How to Check for Pests
Many plant problems are pest-related, but the pests themselves are often too small to see easily. Always inspect the undersides of leaves — this is where spider mites, mealybugs, and scale insects prefer to feed. Use a magnifying glass for best results. Fungus gnats are identifiable by the tiny flies hovering near the soil surface when you water or disturb the plant.
FAQ
Why are my plant's leaves turning yellow?
Yellow leaves are the most common houseplant symptom with many causes. Lower leaves yellowing on older growth is usually natural aging. Upper or all-over yellowing is typically overwatering, root rot, nitrogen deficiency, or low light. Use the diagnostic tool above to narrow down the specific cause based on the pattern and other symptoms.
What causes brown leaf tips on houseplants?
Brown leaf tips are almost always caused by low humidity, fluoride or salt buildup in the soil from tap water or over-fertilizing, or inconsistent watering. A few plants with crispy edges near a heating vent indicate temperature stress. The diagnostic tool above walks you through distinguishing between these causes.
Why is my plant drooping even after watering?
A plant that droops even after watering is usually root bound (roots have no more room to absorb water) or has root rot (overwatered roots can no longer uptake water). Check the drainage holes — if roots are growing out, the plant needs repotting. If the soil smells musty and roots are brown/mushy, root rot has set in.
How do I know if my plant has pests?
Common signs include: sticky honeydew residue on leaves (scale insects or aphids), white cottony masses on stems (mealybugs), fine webbing on undersides of leaves (spider mites), or tiny flies hovering near the soil (fungus gnats). Inspect the undersides of leaves under good light — most pests hide there. The diagnostic tool identifies which pest you're dealing with based on specific symptoms.
How do I fix overwatered plants?
Stop watering immediately and move the plant to bright indirect light to encourage evaporation. Remove from the pot to inspect roots — trim any black, mushy roots with sterile scissors. Repot in fresh, dry potting mix. Wait until the top 2 inches of soil are dry before watering again. For severe root rot, a fungicide drench may help.

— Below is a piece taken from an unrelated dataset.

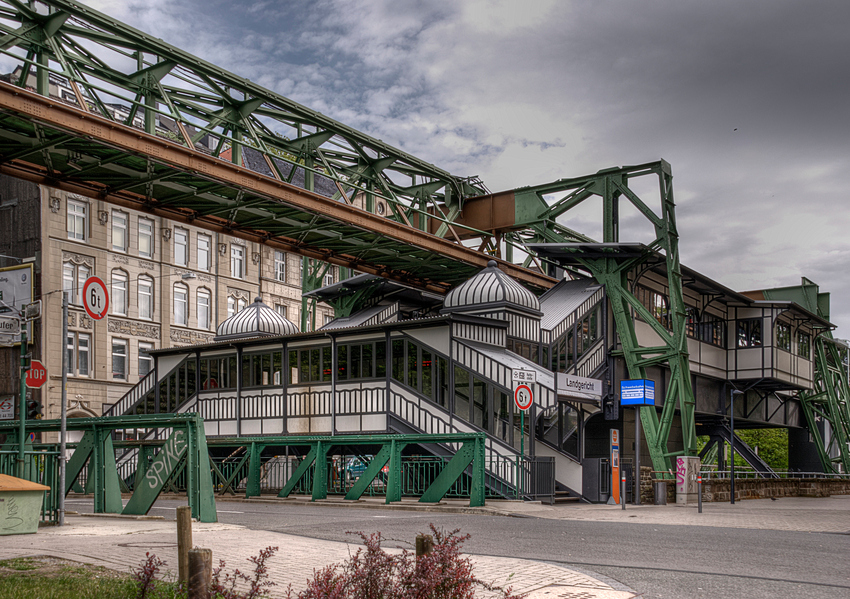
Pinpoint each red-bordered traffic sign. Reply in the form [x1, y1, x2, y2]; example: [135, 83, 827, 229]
[83, 277, 109, 320]
[514, 385, 534, 412]
[25, 360, 47, 389]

What nutrient deficiency causes yellow leaves with green veins?
Yellow leaves with green veins (interveinal chlorosis) on young leaves indicates iron deficiency — usually because the soil pH is too high (above 6.5), which locks out iron even if it's present in the soil. Treat with chelated iron fertilizer or acidify the soil with sulfur. If it affects older leaves first, it's likely magnesium deficiency — treat with Epsom salt solution (1 tsp per gallon of water).
Is this tool free?
Yes, completely free with no signup required. The diagnostic tree runs entirely in your browser.
How many plant problems can this tool diagnose?
The tool covers 30+ diagnosis endpoints including overwatering, underwatering, low light, sunburn, nitrogen deficiency, iron deficiency, magnesium deficiency, root rot, spider mites, mealybugs, fungus gnats, scale insects, aphids, fungal leaf spot, bacterial infection, temperature stress, humidity stress, and more.